ただ物語の中においては、様々な立場からのものの見方や諸問題をかなりバランスよく描いていたと思う。「いかなるアイデンティティもすべて共感の対象にすべし」ということであれば、共感する・しないではなくむやみに拒絶すんなって話なのかもしれない。まあ私が引っかかったのはこっちを読んだせいもあって↓
「戦争は女の顔をしていない」スヴェトラーナ・アレクシエーヴィチ(1985初版、日本語版は2006年群像社、2016年岩波新書←今回読んだのはこれ)
ウクライナ生まれ・ベラルーシの作家のデビュー作(出版年が奇しくも逢坂冬馬さんの誕生年と同じ!)。2015年にノーベル文学賞を受賞。
このタイトル、実をいうと数年前本屋で平積みになってるのを見かけた時には何となく抵抗を感じて、手に取る気になれなかった。まーた女の視点とかナントカの類?もういいよそういうの。男女どっちにとっても大変なことだしワザワザ分ける必要ある?なんてことを思ってた。まあ無知のアホだったわけです。そういう本じゃなかった全然。
そもそも当時のソ連から百万を超える女性が「自ら志願して」参戦してたこと、戦後彼女たちが英雄として称えられるどころか兵士だったことを隠さないと働き先や嫁の行き先にも困る、ふしだらな女と決めつけられ差別され村八分にされる、などという憂き目に遭っていたことなど、知らないことばかりだった。「勝利」の喜びはほんの一瞬、戦後は口を塞がれ、戦場における女性の存在は無かったことにされてしまった。なるほど、このタイトルは
「第二次大戦下で勝利したあの戦争は男だけのものとして語られ、女の声は全く取り上げられていない」
という意味だった。7年間で500人以上の証言……すごい仕事だ。著者の言葉が殆どないのもいい。内心はどうかわからないが、少なくとも形式としてはジャッジも過剰な思い入れも見当たらない。
長年語ることができなかったこともあり、個々の話す能力や事情もそれぞれなので、記憶の齟齬もあるだろうし必ずしも「全て」を語り尽くしているわけでもないだろう。そこを割り引いたとしても、ひとつひとつの話があまりにも「ドラマチック」なことに驚く。文庫本で一ページにも満たないほんの短い話であっても。

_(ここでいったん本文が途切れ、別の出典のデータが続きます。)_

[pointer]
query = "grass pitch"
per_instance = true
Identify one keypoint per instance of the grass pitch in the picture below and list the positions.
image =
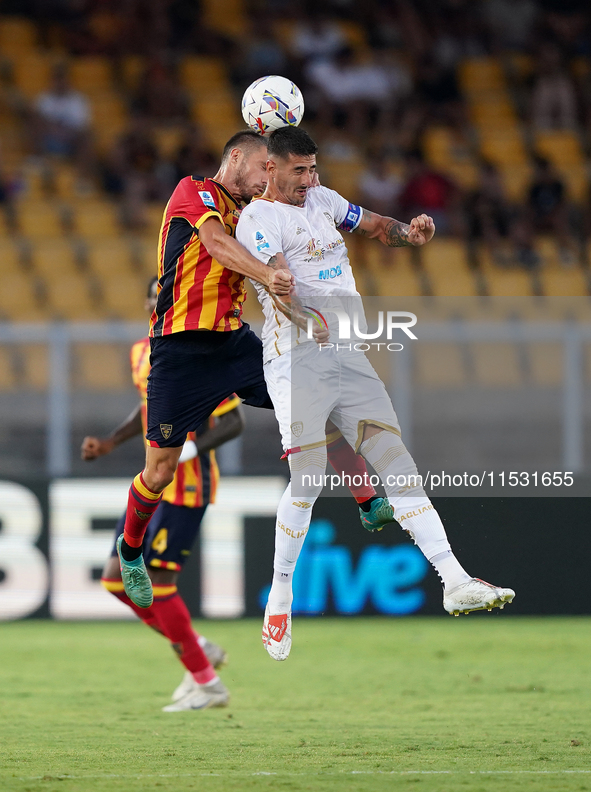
(489, 702)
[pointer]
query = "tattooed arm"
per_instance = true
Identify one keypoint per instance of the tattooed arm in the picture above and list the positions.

「同志少女」の参考文献にはもちろん挙げられている。たった一つのエピソードからも無限の物語が紡ぎだせそうなこの本から「読者の共感を呼べるか呼べないかギリギリのところを狙って」ピックアップし組み立てていった、というところだろうか。実際高校生をはじめ若者の支持を集めてるし、試みは成功してる。
多分だけど、令和の世に出す本として最も削ったところは当時の
「女性らしさ」
という価値観ではないだろうか。戦場でも身だしなみを気にしたり、暇があれば縫物をしたり花を飾ったり、「何か女らしいことをしたかったのよ」という言葉は「同志少女」には出てこない。そして男性の
「女性は守ってやらねばならない」「女性を前に出して戦うのは恥」
という価値観も。此方は僅かながらあったかな……戦場において、総じて男性が女性に対して優しいのにはちょっと驚いた。裏を返せば「戦利品」として蹂躙する存在にもなるんだけれども。ポリコレに配慮とかそういうことではなく、こういう要素を入れちゃうと令和の「リアル」ではなくなっちゃうのかもしれない。今そこで起こっているような現実感、が薄れるのかも。と考えると難しいな歴史ものって。
読みやすいけどヘビーな一冊だった。今まさに戦争やってる国でこそ読まれるべき本だと思うのに、何とも歯がゆいことよ。